L’ITC lance une enquête sur le brevet concernant la détection de chute de l’Apple Watch

ITC opens patent investigation over Apple Watch fall detection

Les montres connectées sont devenues des outils indispensables pour surveiller notre santé et notre activité physique. Cependant, leur popularité attire également des rivalités judiciaires, notamment en matière de propriété intellectuelle. UnaliWear, une entreprise basée au Texas, a récemment déposé une plainte contre plusieurs fabricants, dont Apple, en raison de problèmes liés aux fonctionnalités de détection de chute.

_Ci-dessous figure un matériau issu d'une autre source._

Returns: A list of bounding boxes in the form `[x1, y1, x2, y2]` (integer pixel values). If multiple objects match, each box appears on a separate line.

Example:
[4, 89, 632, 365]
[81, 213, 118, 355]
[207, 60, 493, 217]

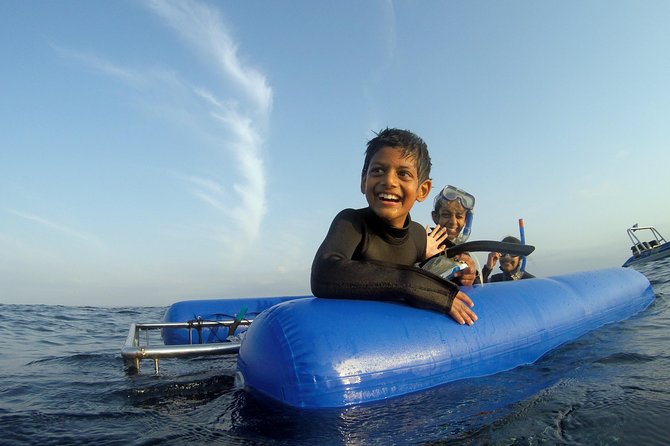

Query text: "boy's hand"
[454, 253, 477, 286]
[449, 291, 477, 325]
[424, 225, 447, 259]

Nouvelle plainte concerne l’Apple Watch

Depuis quelques années, l’Apple Watch se retrouve au cœur de plusieurs litiges concernant des fonctionnalités de santé. Les conflits notables incluent des différends avec des entreprises comme AliveCor et Masimo. Le cas de Masimo a même entraîné une interdiction d’importation de l’Apple Watch aux États-Unis, le biais d’une décision de la Commission du commerce international (ITC) qui a constaté une violation des brevets liés à la surveillance du taux d’oxygène dans le sang.

Bien qu’Apple ait réussi à faire annuler cette interdiction, le contentieux reste actif. UnaliWear a récemment pris les devants en déposant une nouvelle plainte auprès de l’ITC, visant non seulement l’Apple Watch, mais également d’autres montres connectées. Cela inclut les modèles de Samsung, Google, et Garmin, qui possèdent des capacités de détection de chute.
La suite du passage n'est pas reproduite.